After samples were prepared, a PCR reaction was prepared to amplify ambient sample DNA for identification of species. To begin, a 1:10 dilution was prepared by pipetting 18 microliters of DI H2O into a 1.5 mL tube labelled “1:10 JK1” and “1:10 JK2”. To this, 2 microliters of the DNA extraction performed above was added. After this, the tube was vortexed in a centrifuge to consolidate all liquid and mix the tube. After this, a master mix reaction was created as per the protocol in the handout, with enough made for 16 reactions based on the 13 samples in our group (102.4 microliters water, 160 microliters rx mix, 12.8 microliters each of forward and reverse primer extract).
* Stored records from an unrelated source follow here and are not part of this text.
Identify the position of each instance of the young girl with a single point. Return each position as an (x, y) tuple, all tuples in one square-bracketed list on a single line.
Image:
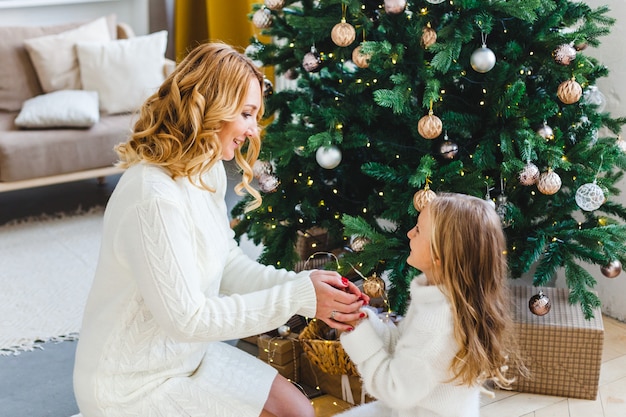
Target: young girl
[(455, 333)]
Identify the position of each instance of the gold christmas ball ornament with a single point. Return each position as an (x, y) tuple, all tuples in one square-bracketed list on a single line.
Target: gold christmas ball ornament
[(261, 167), (549, 182), (360, 59), (429, 37), (612, 269), (284, 330), (423, 197), (343, 34), (429, 126), (311, 61), (589, 197), (374, 286), (539, 304), (274, 4), (262, 18), (569, 92), (268, 183), (529, 175), (395, 6), (358, 243), (564, 54)]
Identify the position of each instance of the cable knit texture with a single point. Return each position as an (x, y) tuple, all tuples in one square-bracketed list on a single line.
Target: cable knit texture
[(406, 367), (170, 286)]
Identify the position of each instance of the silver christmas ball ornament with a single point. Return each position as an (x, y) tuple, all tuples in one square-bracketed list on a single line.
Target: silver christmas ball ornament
[(328, 157), (483, 59), (311, 61), (564, 54), (589, 197), (395, 6)]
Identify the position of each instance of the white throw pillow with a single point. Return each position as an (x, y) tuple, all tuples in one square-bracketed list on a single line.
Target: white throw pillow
[(54, 56), (124, 72), (63, 108)]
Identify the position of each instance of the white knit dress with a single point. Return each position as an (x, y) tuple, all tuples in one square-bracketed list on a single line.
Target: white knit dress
[(170, 285), (406, 367)]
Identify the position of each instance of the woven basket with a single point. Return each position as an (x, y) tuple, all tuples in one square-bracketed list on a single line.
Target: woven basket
[(328, 355)]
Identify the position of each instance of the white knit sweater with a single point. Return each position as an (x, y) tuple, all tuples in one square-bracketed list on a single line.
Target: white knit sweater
[(406, 367), (170, 285)]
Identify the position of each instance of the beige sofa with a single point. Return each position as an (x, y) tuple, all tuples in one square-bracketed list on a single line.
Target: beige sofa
[(32, 157)]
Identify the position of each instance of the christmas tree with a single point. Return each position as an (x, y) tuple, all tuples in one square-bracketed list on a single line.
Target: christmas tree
[(392, 101)]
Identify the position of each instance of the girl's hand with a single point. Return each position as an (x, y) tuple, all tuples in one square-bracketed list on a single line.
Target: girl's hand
[(338, 299)]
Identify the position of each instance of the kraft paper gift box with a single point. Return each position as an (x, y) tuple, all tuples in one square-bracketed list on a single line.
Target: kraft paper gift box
[(348, 388), (279, 350), (562, 350)]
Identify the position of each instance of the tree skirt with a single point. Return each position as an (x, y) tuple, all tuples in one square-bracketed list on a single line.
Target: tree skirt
[(46, 269)]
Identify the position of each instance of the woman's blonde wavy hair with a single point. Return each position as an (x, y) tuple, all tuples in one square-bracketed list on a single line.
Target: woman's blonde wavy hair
[(178, 125), (468, 240)]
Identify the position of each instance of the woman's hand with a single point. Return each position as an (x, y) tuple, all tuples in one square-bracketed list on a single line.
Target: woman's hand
[(338, 299)]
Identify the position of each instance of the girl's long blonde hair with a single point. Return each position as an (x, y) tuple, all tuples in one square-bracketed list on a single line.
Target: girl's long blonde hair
[(178, 125), (468, 240)]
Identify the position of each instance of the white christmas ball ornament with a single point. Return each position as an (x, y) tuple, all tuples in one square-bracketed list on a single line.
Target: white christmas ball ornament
[(483, 59), (395, 6), (328, 157), (589, 197), (549, 182)]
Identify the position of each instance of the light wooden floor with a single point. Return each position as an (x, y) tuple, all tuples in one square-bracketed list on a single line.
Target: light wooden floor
[(611, 400)]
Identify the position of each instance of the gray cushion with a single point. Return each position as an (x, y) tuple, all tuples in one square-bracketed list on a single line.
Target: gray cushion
[(40, 153)]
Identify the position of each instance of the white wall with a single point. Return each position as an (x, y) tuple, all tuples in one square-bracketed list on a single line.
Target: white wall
[(612, 54), (50, 12)]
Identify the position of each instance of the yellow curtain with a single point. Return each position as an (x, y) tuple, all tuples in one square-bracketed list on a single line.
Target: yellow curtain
[(197, 21)]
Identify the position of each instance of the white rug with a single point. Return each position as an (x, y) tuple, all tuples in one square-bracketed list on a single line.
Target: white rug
[(46, 269)]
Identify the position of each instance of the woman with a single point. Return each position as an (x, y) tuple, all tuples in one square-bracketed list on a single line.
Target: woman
[(171, 283)]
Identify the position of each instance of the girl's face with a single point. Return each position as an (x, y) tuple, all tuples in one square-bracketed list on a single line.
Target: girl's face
[(421, 256), (234, 134)]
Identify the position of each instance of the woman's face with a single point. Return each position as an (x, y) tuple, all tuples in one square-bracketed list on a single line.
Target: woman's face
[(421, 256), (234, 134)]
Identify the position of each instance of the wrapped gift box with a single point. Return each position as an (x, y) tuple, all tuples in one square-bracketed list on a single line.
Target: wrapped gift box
[(334, 385), (279, 350), (562, 350)]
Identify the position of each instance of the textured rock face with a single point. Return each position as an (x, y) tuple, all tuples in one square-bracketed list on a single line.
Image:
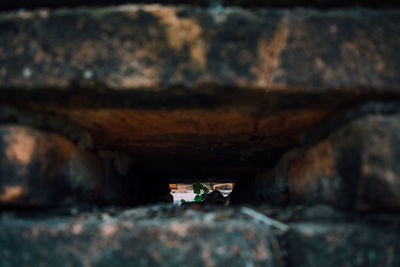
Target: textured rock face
[(192, 47), (355, 167), (44, 169), (188, 90), (136, 239), (41, 169), (343, 244), (171, 236)]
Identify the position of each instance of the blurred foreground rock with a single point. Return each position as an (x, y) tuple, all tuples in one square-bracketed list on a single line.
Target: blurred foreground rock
[(172, 236)]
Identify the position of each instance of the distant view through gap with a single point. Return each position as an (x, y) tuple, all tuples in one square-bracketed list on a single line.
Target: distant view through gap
[(185, 191)]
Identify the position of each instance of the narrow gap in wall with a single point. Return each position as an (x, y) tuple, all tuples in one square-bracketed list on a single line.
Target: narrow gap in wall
[(185, 191)]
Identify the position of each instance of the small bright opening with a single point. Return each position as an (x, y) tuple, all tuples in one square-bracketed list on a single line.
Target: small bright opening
[(185, 191)]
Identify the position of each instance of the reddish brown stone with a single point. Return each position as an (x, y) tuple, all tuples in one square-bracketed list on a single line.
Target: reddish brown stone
[(355, 167), (44, 169), (153, 47)]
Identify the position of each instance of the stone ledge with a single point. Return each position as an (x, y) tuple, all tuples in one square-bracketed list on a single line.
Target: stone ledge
[(152, 47)]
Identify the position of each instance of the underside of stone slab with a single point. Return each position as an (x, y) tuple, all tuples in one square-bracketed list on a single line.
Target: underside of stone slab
[(193, 93)]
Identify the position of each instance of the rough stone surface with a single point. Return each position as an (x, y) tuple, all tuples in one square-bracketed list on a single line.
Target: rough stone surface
[(16, 4), (172, 236), (139, 46), (190, 91), (343, 244), (44, 169), (354, 167), (137, 237)]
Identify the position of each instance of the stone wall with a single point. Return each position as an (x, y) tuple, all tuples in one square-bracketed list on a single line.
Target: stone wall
[(103, 106)]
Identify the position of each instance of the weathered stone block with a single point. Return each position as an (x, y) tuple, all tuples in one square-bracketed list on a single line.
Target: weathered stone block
[(355, 167), (193, 239), (44, 169), (139, 46), (343, 244)]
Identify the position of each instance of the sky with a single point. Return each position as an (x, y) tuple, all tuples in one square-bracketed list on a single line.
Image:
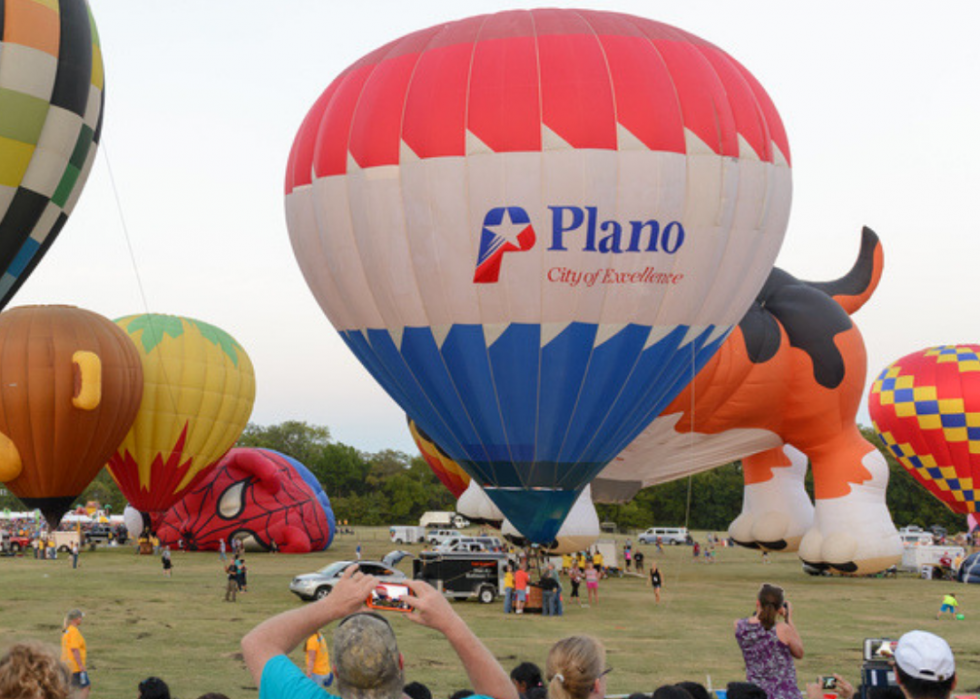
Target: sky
[(183, 211)]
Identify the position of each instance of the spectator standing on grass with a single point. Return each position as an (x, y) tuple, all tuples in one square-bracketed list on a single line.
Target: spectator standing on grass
[(769, 644), (318, 660), (549, 588), (508, 589), (32, 671), (366, 661), (576, 669), (521, 580), (242, 575), (74, 653), (656, 580), (949, 605), (592, 583), (575, 577), (168, 565), (231, 590)]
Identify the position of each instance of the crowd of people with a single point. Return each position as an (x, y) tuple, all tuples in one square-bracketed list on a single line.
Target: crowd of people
[(366, 662)]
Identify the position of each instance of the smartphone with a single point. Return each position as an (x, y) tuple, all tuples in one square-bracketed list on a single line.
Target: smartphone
[(827, 682), (879, 648), (388, 597)]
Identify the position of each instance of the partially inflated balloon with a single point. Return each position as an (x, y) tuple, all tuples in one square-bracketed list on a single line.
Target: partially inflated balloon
[(51, 97), (71, 387), (198, 395), (926, 409), (533, 227)]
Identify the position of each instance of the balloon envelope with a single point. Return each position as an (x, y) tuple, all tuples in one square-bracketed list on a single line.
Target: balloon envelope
[(259, 496), (533, 227), (198, 394), (71, 387), (50, 124), (926, 409), (447, 471)]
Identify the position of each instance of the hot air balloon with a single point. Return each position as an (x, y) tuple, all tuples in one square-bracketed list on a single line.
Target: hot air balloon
[(925, 408), (258, 496), (197, 397), (50, 124), (533, 228), (447, 471), (71, 387)]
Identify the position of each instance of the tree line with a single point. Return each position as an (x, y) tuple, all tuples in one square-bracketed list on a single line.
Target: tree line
[(391, 487)]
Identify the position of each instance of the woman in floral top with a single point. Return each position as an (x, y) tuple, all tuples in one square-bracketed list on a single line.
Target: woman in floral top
[(769, 642)]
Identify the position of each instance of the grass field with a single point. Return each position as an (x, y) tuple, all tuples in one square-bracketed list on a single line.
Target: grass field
[(140, 623)]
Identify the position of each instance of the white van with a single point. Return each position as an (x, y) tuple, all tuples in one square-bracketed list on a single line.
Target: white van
[(667, 535), (438, 536), (407, 535)]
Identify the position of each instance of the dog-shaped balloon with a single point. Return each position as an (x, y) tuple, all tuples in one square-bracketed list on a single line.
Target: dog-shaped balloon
[(792, 373)]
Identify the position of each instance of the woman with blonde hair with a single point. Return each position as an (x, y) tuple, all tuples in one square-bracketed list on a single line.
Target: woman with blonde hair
[(769, 643), (32, 671), (576, 669)]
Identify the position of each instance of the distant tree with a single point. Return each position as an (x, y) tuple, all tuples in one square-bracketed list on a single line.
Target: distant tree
[(294, 438)]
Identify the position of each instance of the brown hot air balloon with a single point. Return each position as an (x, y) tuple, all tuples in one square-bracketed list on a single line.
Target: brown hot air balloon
[(70, 386)]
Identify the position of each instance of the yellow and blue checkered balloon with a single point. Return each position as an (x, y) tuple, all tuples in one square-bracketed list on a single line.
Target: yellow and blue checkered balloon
[(926, 409)]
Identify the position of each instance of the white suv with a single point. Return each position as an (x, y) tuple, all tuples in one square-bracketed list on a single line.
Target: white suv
[(438, 536), (667, 535)]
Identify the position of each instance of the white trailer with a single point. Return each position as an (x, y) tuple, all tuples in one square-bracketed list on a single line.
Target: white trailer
[(407, 535)]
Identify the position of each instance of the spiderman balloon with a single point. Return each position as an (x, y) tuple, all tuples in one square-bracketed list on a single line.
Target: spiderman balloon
[(926, 409), (268, 500)]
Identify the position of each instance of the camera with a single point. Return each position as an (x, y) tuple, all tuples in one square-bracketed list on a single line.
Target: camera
[(387, 597), (880, 649)]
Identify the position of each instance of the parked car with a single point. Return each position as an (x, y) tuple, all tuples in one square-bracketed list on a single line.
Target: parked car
[(318, 585), (667, 535), (462, 543), (407, 535)]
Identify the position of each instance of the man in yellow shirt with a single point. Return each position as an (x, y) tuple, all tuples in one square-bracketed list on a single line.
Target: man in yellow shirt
[(74, 654), (318, 660)]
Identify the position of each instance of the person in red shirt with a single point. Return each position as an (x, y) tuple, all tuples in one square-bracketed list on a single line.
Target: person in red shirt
[(521, 579)]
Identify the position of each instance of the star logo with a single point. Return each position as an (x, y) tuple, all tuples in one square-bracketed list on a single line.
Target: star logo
[(505, 229)]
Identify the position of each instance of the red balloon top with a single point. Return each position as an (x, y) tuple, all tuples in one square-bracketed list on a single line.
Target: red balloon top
[(521, 80)]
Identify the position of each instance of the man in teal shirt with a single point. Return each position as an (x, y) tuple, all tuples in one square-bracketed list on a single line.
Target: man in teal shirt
[(366, 660)]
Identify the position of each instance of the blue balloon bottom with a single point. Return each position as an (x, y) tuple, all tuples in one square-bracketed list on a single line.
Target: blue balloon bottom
[(537, 513)]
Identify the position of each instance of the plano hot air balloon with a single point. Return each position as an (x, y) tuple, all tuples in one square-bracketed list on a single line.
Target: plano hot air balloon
[(533, 227), (51, 98), (71, 387), (926, 409), (199, 387)]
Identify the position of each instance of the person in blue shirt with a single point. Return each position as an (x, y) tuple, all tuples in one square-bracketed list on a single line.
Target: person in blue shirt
[(366, 660)]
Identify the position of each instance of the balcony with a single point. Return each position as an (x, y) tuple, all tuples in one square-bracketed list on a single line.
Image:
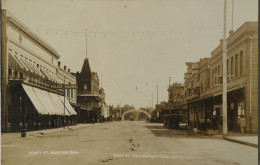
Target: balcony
[(88, 93), (91, 105)]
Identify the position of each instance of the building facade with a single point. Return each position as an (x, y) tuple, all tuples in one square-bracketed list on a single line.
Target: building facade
[(203, 81), (90, 98), (29, 75)]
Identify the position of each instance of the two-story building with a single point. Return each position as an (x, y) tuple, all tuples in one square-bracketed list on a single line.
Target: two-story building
[(205, 98), (30, 89), (90, 98)]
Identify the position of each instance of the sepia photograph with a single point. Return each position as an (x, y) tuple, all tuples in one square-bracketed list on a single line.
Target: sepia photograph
[(129, 82)]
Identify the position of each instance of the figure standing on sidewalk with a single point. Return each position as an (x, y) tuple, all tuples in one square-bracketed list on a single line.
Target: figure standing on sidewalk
[(242, 123), (190, 129)]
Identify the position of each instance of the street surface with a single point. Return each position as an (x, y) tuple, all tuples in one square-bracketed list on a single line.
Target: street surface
[(128, 142)]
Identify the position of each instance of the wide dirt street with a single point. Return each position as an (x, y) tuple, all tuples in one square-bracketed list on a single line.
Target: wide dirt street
[(128, 142)]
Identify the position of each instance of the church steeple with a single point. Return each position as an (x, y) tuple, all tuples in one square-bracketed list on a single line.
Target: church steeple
[(86, 67)]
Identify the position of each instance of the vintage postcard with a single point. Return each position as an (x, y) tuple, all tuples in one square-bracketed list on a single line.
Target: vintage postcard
[(129, 82)]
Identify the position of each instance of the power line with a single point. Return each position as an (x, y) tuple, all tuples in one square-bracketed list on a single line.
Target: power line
[(122, 33)]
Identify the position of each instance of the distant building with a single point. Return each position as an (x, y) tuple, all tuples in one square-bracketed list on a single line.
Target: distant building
[(203, 81), (90, 98), (32, 93), (176, 94)]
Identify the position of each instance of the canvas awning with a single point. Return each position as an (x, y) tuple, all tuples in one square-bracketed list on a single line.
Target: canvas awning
[(35, 100), (48, 102), (67, 105)]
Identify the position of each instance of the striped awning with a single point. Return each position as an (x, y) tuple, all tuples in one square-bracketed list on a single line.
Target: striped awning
[(48, 103)]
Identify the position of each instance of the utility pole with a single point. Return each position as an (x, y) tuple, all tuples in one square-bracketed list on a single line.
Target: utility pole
[(152, 101), (157, 94), (232, 15), (64, 101), (250, 90), (224, 97), (86, 44)]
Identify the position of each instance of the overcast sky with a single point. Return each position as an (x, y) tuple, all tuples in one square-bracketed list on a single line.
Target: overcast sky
[(135, 44)]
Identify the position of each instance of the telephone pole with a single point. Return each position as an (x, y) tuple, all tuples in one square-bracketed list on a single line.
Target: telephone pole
[(86, 43), (224, 97), (157, 94)]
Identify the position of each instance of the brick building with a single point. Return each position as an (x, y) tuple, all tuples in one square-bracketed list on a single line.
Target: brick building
[(90, 97), (203, 81), (30, 76)]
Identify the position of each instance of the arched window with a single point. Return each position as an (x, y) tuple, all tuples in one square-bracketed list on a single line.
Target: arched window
[(85, 87), (227, 69), (241, 62), (236, 65), (231, 66)]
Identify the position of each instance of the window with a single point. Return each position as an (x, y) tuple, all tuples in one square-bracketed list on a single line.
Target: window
[(71, 93), (231, 66), (227, 69), (218, 74), (68, 92), (236, 65), (16, 74), (10, 72), (21, 75), (241, 62), (212, 79)]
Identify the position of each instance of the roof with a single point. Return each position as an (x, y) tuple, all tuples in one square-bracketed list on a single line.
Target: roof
[(86, 66), (18, 24)]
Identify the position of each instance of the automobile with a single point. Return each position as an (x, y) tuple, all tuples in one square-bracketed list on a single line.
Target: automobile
[(177, 121), (183, 125)]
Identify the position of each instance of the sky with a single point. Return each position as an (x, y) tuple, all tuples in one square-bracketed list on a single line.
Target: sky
[(133, 45)]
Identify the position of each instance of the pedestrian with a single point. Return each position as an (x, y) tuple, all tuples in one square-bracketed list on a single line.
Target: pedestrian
[(202, 125), (206, 126), (242, 123), (209, 123), (189, 129), (214, 123)]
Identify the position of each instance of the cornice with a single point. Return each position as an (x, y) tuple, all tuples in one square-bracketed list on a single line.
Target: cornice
[(12, 21)]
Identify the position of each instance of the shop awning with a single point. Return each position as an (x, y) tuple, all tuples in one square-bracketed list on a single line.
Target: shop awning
[(46, 101), (60, 106), (67, 105), (35, 100)]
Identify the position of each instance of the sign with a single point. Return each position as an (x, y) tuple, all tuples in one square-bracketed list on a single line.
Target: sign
[(61, 86)]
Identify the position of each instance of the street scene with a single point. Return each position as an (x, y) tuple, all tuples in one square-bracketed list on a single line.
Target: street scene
[(129, 82), (128, 142)]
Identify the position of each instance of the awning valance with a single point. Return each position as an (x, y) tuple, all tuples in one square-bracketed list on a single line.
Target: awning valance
[(48, 102), (35, 100)]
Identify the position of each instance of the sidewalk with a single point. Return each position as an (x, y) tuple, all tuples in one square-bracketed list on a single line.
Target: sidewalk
[(52, 130), (61, 129), (250, 140), (247, 139)]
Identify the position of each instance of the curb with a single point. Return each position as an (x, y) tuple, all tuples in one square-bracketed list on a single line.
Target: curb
[(51, 131), (241, 142)]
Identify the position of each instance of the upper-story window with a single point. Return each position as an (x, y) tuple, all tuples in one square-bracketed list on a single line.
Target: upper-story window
[(212, 79), (241, 62), (231, 66), (227, 69), (68, 92), (216, 72), (85, 87), (236, 65), (71, 93)]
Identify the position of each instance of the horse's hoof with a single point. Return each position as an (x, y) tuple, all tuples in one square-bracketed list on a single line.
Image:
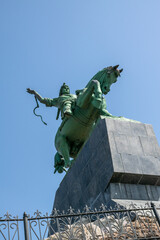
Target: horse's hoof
[(67, 165)]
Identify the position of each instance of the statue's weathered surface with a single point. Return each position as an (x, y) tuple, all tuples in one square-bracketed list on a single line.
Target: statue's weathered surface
[(79, 114)]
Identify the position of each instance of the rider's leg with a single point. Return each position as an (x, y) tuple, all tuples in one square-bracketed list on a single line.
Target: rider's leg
[(63, 149), (67, 108)]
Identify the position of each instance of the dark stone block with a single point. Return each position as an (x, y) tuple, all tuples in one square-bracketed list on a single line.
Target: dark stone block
[(119, 157), (123, 127), (138, 129), (131, 163), (150, 165), (150, 146), (117, 163), (149, 180), (149, 130), (131, 178)]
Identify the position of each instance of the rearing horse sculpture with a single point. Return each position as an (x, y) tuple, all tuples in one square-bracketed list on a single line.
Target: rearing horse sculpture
[(87, 106)]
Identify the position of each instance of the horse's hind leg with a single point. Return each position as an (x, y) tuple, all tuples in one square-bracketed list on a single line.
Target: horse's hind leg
[(63, 148)]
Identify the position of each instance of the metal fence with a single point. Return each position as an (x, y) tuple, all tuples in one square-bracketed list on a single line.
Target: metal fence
[(132, 222)]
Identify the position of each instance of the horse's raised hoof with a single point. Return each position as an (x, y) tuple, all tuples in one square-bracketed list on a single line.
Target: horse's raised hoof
[(67, 164)]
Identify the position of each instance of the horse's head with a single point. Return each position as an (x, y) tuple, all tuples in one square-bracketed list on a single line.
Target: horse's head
[(107, 77)]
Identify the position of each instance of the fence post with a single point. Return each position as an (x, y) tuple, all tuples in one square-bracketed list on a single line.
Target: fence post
[(155, 212), (26, 230)]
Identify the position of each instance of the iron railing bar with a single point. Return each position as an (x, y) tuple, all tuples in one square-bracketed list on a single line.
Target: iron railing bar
[(11, 220), (77, 214), (90, 213)]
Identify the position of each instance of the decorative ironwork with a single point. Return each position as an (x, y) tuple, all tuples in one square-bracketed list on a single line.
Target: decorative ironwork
[(117, 223)]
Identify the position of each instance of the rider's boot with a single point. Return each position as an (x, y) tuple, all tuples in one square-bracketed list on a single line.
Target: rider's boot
[(67, 111)]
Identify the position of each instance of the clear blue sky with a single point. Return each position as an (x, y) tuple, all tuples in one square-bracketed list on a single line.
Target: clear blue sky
[(44, 43)]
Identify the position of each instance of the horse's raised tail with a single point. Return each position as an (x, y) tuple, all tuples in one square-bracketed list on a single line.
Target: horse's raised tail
[(58, 163)]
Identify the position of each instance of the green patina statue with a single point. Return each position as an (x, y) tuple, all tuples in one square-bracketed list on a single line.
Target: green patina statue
[(79, 114)]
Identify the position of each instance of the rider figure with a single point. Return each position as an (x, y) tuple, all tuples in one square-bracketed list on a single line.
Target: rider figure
[(64, 102)]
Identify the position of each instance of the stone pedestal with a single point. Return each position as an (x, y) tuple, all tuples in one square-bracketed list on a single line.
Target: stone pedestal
[(120, 162)]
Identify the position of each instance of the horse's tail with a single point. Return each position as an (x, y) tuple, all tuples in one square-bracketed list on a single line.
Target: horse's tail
[(58, 163)]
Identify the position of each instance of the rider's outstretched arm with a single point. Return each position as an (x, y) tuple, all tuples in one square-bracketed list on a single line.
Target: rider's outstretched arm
[(105, 113), (47, 101), (36, 95)]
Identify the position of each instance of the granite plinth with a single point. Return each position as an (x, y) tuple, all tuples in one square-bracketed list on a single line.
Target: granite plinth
[(119, 162)]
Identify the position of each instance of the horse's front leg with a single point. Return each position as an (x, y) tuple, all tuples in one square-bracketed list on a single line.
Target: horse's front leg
[(63, 148), (87, 95)]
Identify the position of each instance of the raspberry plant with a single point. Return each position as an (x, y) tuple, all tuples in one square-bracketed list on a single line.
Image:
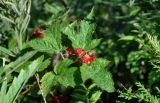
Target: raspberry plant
[(79, 51)]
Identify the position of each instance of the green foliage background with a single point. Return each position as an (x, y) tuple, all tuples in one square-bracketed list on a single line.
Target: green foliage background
[(128, 33)]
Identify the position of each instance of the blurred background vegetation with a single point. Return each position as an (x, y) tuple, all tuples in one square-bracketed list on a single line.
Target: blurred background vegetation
[(122, 25)]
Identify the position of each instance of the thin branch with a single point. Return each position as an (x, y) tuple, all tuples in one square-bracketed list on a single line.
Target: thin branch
[(37, 78)]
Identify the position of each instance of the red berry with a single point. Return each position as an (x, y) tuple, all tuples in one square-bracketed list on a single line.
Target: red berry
[(70, 50), (93, 57), (34, 33), (86, 59), (41, 36), (79, 51)]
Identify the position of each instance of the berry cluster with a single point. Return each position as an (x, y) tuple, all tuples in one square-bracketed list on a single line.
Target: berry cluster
[(84, 57), (38, 32)]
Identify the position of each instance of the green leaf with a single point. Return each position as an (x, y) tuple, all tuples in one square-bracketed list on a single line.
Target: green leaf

However, we were short 4 reaction volumes, and another member of our group had to use a different PCR master mix. I took 2 18 microliter aliquots of this master mix and added them to 2 separate PCR tubes. To these tubes, I added one 2 microliter aliquot of DNA extraction each. After the thermocycler was set up, I added my tubes, after which they were PCRed at the following parameters:
4 min of 94 initial denaturation
30 cycles of:
94 C for 30 sec (denaturing)
52 C for 40 sec (annealing)
72 C for 1 min (extension)
72 C for 10 min (final extension)
10C for hold
After this, professor John R. Paul collected the samples and ran aliquots of the DNA to enable a positive genetic ID for each fish species present in the sample.